The Eagles, however, could use some more help from their pass rush after ranking 114th nationally with only 11 sacks all of last season. Perhaps soph DE Brian Mihalik, a bit undersized at 233 lbs. but with a good burst from the edge, can emerge as the sort of pocket-collapser Spaziani needs.

There are also concerns in the secondary, where depth was so minimal in the winter game that injuries forced a backup kicker and fifth-string QB to take the field at the safety spots for several snaps. Three new soph starters are projected at the top of the depth charts in the defensive backfield, with sr. SS Jim Noel the only returning starter in the mix.

Spaziani will not have much time to get everything in working order this fall, as the schedule opens with a revenge-minded Miami team (which BC upset in the finale last November) out of the chute. By mid-October, Spaziani will have already faced the Canes and ACC defending champ Clemson, both at Chestnut Hill, but will have been on the road at Northwestern, Florida State, and Georgia Tech, all games in which the Eagles are likely to be underdogs. The season also closes with a three-week meatgrinder of Notre Dame, Virginia Tech, and NC State, the latter always playing its best football down the stretch for former BC coach Tom O’Brien. Only lower-division Maine, on September 8, looks to be a gimme.

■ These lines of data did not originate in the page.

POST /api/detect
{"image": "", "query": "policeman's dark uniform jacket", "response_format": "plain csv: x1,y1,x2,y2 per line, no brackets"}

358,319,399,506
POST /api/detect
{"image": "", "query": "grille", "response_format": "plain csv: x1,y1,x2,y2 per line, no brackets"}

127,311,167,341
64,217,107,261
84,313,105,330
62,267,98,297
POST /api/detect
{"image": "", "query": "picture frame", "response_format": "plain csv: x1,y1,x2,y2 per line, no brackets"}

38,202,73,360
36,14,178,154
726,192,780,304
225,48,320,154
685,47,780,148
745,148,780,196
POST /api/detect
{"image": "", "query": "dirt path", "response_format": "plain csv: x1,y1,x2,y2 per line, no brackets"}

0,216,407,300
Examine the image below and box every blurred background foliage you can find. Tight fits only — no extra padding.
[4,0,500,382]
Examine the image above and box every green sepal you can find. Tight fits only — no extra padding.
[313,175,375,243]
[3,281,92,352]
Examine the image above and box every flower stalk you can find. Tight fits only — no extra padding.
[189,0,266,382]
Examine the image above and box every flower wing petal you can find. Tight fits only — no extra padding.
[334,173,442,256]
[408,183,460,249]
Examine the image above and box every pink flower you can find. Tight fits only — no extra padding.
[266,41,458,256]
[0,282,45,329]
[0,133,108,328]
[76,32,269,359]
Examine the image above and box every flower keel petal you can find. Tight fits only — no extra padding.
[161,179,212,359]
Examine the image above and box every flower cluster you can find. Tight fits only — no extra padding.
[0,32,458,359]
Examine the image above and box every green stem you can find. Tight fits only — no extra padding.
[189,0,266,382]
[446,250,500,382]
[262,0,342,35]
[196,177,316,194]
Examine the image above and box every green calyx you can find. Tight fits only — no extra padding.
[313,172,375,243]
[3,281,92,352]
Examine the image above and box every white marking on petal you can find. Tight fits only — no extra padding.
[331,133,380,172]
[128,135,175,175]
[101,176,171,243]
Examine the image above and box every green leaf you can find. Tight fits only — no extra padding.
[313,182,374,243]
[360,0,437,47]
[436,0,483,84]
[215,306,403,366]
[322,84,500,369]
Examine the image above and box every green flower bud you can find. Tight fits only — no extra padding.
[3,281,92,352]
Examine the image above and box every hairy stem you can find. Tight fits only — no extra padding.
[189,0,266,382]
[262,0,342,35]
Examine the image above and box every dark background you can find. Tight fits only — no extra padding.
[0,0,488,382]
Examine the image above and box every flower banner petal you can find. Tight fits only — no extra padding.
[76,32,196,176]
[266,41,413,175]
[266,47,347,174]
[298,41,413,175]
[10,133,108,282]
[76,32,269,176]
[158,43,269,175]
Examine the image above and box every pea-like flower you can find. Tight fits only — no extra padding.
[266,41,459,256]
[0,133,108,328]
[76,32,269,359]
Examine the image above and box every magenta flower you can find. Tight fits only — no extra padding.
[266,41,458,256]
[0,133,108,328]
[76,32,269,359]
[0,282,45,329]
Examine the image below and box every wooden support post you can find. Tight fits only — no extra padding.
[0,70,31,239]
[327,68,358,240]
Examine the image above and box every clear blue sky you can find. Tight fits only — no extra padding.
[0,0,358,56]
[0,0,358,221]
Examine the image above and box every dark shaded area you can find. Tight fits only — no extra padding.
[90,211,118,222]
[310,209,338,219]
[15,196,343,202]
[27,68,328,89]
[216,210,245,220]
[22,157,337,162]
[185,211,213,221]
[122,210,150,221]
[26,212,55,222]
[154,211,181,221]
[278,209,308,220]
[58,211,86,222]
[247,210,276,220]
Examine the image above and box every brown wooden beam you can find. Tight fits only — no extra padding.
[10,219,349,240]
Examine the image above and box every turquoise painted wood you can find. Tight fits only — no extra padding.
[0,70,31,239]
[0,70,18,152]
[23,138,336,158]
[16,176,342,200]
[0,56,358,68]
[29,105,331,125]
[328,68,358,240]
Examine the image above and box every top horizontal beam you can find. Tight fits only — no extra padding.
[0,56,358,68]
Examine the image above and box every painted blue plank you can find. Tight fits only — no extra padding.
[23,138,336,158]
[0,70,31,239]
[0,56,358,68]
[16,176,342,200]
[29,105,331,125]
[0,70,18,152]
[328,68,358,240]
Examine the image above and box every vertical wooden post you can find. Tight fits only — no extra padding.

Despite the recent downturn, Spaziani’s teams have continued to excel in the underdog role, covering 9 of their last 11 vs. the number when receiving points. Conversely, Alumni Stadium has proven no help vs. the number the past two seasons, as BC is a poor 3-10 against the line as host that span.

Summary...Spaziani’s future at BC could be a developing storyline as the season progresses. As mentioned above, the schedule features few breathers, and whatever improvements new o.c. Doug Martin can make with the strike force, they had better manifest early in the season. Without significant offensive upgrades (including noticeable improvement from jr. QB Chase Rettig), and with the “D” now minus the do-everything Kuechly, the sort of breakthrough Spaziani needs to save his job could prove very elusive. We think odds are less than even-money that Spaziani survives beyond this season...but we’re glad it will have to be DeFilippo, and not us, if someone has to tell the intimidating Frank that it might be time for a coaching change. Whatever...the clock is ticking in Chestnut Hill.